At the beginning of this time with therapy, I was a broken husk. There wasn’t much to work with, but my therapist saw something in me that clearly wasn’t broken. There was still a spark of me left, and he was determined to get that out of me. I have come a long way since our first meeting. The patterns I mentioned weren’t something that were obvious to me then for a start. I blamed myself constantly for everything. We picked apart my relationships with people and what similarities they had. How I reacted to every day situations, and how to cope with them. I always told him that CBT was useless to me, turns out it actually wasn’t, just the versions I’ve done didn’t work without other therapies. I think he was quite pleased on the day I admitted that CBT wasn’t entirely useless! I’ve cried, I’ve laughed, sworn like a trooper, been rubbish at doing my homework (try working on compassion based training when you’re not feeling especially compassionate!) and right now — it might not be all the way OK, but it’s mostly there.

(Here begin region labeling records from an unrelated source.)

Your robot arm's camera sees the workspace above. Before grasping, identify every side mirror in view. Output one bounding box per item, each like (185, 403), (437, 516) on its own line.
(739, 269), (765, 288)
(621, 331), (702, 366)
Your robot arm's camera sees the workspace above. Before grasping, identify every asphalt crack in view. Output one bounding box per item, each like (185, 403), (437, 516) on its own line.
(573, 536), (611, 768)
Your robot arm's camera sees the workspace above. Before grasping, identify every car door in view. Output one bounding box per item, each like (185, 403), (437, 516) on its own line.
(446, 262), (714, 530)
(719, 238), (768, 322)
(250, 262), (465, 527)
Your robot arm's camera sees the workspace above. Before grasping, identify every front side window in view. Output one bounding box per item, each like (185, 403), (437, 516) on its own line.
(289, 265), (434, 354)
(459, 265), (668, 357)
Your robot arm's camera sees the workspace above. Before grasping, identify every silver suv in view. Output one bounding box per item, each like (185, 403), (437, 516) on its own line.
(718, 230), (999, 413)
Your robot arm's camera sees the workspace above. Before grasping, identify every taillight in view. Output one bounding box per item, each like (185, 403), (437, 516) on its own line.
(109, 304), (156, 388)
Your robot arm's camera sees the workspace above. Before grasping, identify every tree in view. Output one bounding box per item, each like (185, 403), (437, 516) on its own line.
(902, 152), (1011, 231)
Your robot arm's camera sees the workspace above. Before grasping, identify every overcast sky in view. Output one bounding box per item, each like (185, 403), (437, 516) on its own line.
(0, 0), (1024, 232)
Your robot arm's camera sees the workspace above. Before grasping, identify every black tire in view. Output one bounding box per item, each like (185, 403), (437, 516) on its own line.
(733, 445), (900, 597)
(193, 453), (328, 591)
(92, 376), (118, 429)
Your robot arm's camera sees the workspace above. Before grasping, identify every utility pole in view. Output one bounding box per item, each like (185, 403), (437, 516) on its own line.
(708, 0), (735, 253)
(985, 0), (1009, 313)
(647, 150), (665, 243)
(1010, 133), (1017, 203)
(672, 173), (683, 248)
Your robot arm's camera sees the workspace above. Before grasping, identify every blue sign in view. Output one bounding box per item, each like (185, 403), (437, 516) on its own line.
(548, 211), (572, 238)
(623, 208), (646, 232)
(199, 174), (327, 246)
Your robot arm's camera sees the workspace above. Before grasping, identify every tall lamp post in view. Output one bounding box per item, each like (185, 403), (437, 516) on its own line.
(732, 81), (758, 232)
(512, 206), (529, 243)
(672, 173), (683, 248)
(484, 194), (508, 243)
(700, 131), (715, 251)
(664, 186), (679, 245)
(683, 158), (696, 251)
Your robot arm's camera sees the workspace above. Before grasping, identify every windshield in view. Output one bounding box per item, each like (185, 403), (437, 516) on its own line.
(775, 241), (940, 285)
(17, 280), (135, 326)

So, why do I need a therapist? Well I’ve dealt with depression and anxiety most of my adult life. Some days are good, great even, some not so much. It’s on those not so much days that I have to remember there is great to come. To not spiral, to recognise the peaks and flows of my moodswings and be OK with them. I’m not entirely broken. I’m a flawed human being just like everyone else, but rather than blame everyone else, therapy helps me recognise my flaws and do something about them. I’ve always said to people who’ve asked me about therapy you can’t force yourself to do it. You need to feel that it is the best thing for you to do. Not because someone tells you to, but because you want to. You don’t want to feel bad anymore. You don’t want to repeat the same things over and over. You want to remember that even when you’re at the darkest part of your mood that it will lift, and you can do this. Not everyone in the world will hurt you. Of course you’ll meet people who will, but don’t let that hurt drag you down to a pit from which you can’t get out of. Be kind to yourself — it’s not an easy process for sure — and kind to other people. Also not easy, especially when they’ve been less kind back.

Therapy will help you, if you want it too. It’s a partnership. It takes a lot of work, but it’s so worth it when you see how much can change in a year. Don’t see the process as something you do when you’re weak; you sought help at the hardest time of your life, and you were willing to work on something so drastic that you go to a stranger to help you achieve that. If that isn’t strong and dedicated I don’t know what is. If you’re ready to work at it, it will pay you back tenfold.

Hopefully one day, it will be a normal conversation to have with someone. No stigma, just as normal as going for a regular check up, and making a joke out of it in the pub with your friends.